Folgende fünf Hebel sieht Kate für die oben erwähnte Ausgangslage:

Vite Labs

Vite Labs ist ein Startup mit Sitz in San Francisco und Bejing, welches rund 40 Mitarbeiter beschäftigt. Gegründet 2018, konnte Vite Labs bereits in den ersten Funding-Runden 30 Millionen Kapital generieren. Luke Kim, CMO von Vite Labs, gibt uns in einem fesselnden Pitch – in typischer Silicon Valley Art – Einblick in Blockchain und Vite Labs. Spürbar seine Energie und Passion für das Startup und die Blockchain-Technologie an sich.

In einer grundlegenden Einführung über die Technolgie von Blockchain – mit Fokus auf die beiden bekanntesten Use-Cases Bitcoin und Smart Contracts – zeigt uns Luke die Möglichkeiten und Vorteile der neuartigen Technologie auf. Zudem bringt er uns näher wie die Blockchain überhaupt funktioniert – auch für Nicht-Blockchain-Kenner (wozu sich die beiden Autoren auch zählen 🙂 ) verständlich:

Vite Labs fokussiert mit Ihrer Lösung auf den öffentlichen und privaten Sektor. Sie verfügen nach einem Jahr bereits über diverse Produkte. Mit ihrem Ökosystem von diversen Blockchain-Lösungen unterstützen sie unterschiedliche Kunden.

Ein aktuelles Projekt des Startups findet in der Stadt Syracause im Staate New York statt. Eine Stadt welche durch hohe Gewalt und diverse Schiessereien unrühmliche Bekanntheit erlangt hat. Dieses Projekt beinhaltet ein Crowdfunding-System, welches die Vergabe von Krediten an die Einwohner der Stadt ermöglicht – Einwohner die oftmals über ein sehr geringes Einkommen verfügen. Mit der neuen Währung SyraCoin können die Einwohner beispielsweise Kinotickets oder Parkplätze bezahlen.
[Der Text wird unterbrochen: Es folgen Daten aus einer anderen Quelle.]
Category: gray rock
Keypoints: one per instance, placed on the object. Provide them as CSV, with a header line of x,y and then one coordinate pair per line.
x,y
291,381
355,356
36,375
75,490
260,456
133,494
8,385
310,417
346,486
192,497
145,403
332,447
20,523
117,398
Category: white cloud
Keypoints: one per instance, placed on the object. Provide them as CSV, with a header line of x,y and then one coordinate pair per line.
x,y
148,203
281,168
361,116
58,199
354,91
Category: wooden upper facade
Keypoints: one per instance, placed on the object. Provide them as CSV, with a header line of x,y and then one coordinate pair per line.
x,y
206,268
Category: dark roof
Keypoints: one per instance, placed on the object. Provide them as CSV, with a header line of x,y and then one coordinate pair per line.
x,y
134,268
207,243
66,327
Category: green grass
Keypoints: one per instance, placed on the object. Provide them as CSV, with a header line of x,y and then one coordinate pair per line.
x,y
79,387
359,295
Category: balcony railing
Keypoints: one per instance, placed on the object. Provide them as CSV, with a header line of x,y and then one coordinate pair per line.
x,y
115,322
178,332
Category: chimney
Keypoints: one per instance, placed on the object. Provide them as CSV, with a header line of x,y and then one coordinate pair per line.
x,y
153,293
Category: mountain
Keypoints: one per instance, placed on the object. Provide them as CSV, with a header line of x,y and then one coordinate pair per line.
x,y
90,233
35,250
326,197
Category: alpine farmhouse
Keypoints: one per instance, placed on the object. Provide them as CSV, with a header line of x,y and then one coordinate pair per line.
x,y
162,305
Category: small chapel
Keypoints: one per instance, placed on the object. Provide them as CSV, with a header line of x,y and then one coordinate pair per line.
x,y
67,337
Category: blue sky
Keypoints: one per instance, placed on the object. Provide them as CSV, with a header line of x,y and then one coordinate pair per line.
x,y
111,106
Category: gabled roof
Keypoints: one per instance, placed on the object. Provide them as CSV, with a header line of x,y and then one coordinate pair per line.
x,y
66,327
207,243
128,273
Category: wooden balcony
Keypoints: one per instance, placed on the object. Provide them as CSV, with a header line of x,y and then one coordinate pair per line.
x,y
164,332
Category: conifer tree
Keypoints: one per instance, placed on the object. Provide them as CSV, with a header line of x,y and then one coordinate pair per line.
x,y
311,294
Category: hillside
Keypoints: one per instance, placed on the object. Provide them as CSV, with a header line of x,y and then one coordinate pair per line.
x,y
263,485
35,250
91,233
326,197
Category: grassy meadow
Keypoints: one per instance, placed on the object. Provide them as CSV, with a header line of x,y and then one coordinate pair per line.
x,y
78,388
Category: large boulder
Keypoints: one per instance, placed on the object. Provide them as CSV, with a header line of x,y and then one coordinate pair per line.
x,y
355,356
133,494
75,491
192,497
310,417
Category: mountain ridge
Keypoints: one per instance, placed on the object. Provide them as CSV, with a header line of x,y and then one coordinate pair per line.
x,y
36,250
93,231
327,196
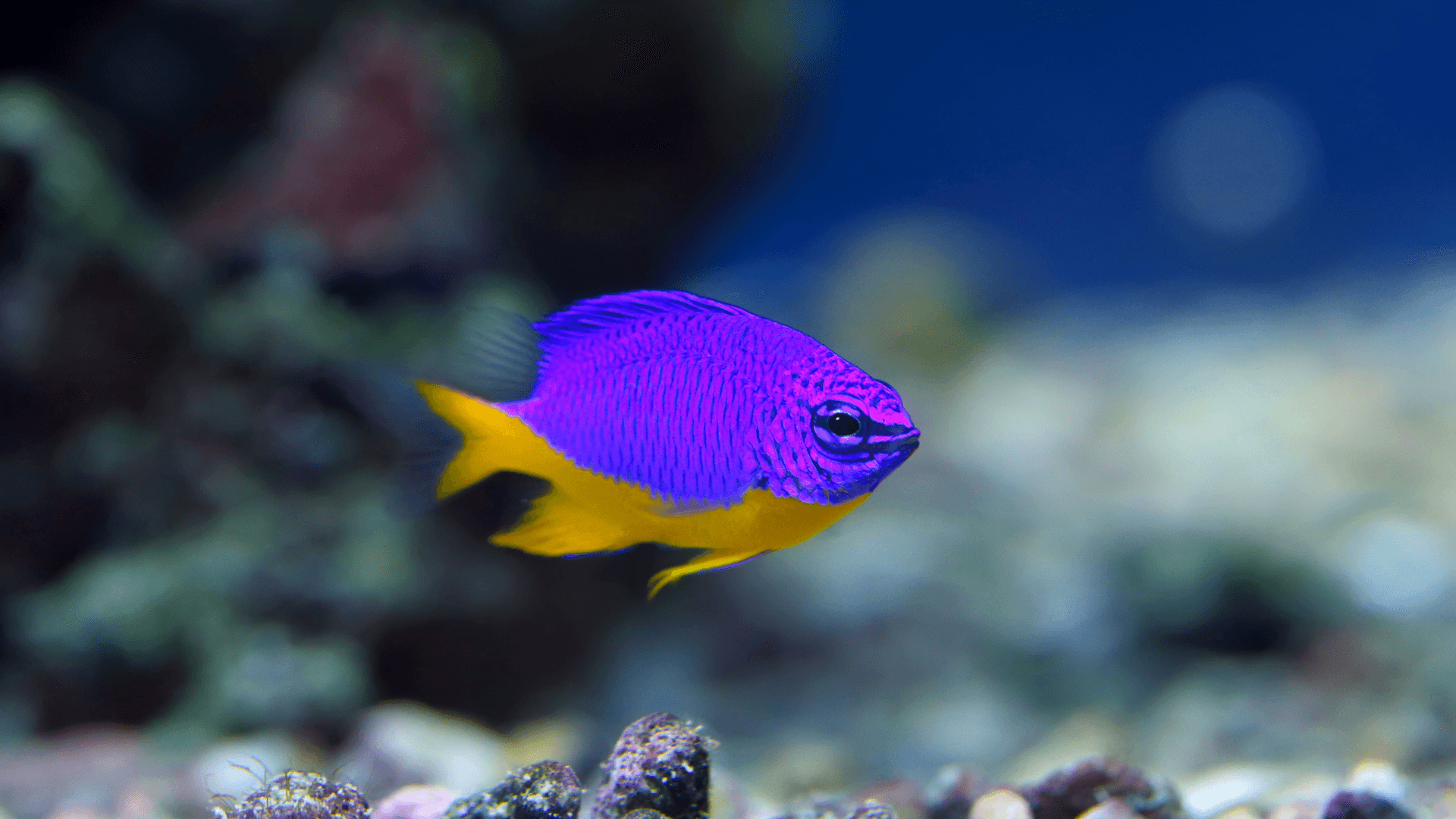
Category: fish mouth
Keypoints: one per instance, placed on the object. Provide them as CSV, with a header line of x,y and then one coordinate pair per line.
x,y
905,444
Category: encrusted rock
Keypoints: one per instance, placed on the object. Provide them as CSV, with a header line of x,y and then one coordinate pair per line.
x,y
661,764
545,790
1068,795
299,796
1363,805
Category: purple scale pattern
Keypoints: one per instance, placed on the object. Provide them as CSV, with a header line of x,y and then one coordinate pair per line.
x,y
699,401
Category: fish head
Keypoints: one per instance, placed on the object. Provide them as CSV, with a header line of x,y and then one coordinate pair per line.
x,y
845,431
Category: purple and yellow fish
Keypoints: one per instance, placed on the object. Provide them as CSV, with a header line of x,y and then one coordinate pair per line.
x,y
673,419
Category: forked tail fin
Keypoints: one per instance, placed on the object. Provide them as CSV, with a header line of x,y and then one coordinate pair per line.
x,y
430,444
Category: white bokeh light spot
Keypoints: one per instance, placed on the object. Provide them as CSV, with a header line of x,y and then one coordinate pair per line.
x,y
1235,161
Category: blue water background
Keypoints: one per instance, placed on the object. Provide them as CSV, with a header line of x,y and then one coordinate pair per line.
x,y
1038,121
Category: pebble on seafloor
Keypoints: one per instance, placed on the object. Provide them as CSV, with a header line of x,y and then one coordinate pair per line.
x,y
1001,805
660,763
297,796
873,809
1363,805
1071,793
545,790
952,792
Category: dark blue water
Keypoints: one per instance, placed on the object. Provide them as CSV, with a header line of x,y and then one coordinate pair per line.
x,y
1037,118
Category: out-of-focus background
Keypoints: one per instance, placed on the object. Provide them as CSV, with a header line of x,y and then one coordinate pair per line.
x,y
1168,287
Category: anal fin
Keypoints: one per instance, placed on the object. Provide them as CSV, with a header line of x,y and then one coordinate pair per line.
x,y
707,561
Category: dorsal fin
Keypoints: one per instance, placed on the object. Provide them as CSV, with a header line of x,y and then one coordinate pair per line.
x,y
494,359
595,315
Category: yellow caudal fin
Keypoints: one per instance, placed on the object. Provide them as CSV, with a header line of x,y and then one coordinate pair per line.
x,y
557,526
558,523
490,435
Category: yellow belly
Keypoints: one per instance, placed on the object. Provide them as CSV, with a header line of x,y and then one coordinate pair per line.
x,y
590,513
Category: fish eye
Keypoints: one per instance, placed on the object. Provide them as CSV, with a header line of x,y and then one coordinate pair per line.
x,y
839,428
842,425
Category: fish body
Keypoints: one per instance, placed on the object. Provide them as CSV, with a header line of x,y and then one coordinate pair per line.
x,y
667,417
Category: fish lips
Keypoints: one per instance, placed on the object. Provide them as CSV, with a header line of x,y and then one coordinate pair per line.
x,y
893,439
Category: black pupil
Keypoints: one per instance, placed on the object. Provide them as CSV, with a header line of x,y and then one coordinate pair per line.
x,y
843,425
Das spannende an diesem Projekt ist, dass es skaliert und auf jede beliebige Stadt adoptiert werden kann. Vite Labs diskutiert deshalb bereits mit diversen Städten entsprechende Möglichkeiten. Es wird sehr spannend sein zu beobachten wohin der Weg von Vite Labs noch führen wird.

Nachmittag und Abend

Nach der Hälfte der Study Tour stand der Nachmittag im Zeichen einer ersten Reflexion. Wir durften die vergangenen knapp drei Tage viele unterschiedliche, vielfältige und spannende Eindrücke gewinnen. Ziel des Nachmittags war es nun diese Inputs in konkrete Handlungen zu überführen. Ganz nach dem Motto: „DIOM – Do it on Monday!“. Diverse spannende Ideen  wurden diskutiert, wobei wir am Freitag-Vormittag einen spannenden Pitch eines Studienkollegen erhalten werden, dessen Idee bereits weit fortgeschritten ist. Wir sind sehr gespannt!

Am Abend hatten wir die Möglichkeit den von Pandora organisierten Anlass zum Thema „How to monetize Product Experiences” zu besuchen. Eine äusserst spannende Veranstaltung im Firmensitz von Yelp, welches uns einerseits die Wichtigkeit von der Product Experience und anderseits den Spirit des Silicon Valley nochmals näher gebracht hat. Ein würdiger Abschluss eines ausserordentlich spannenden Tages!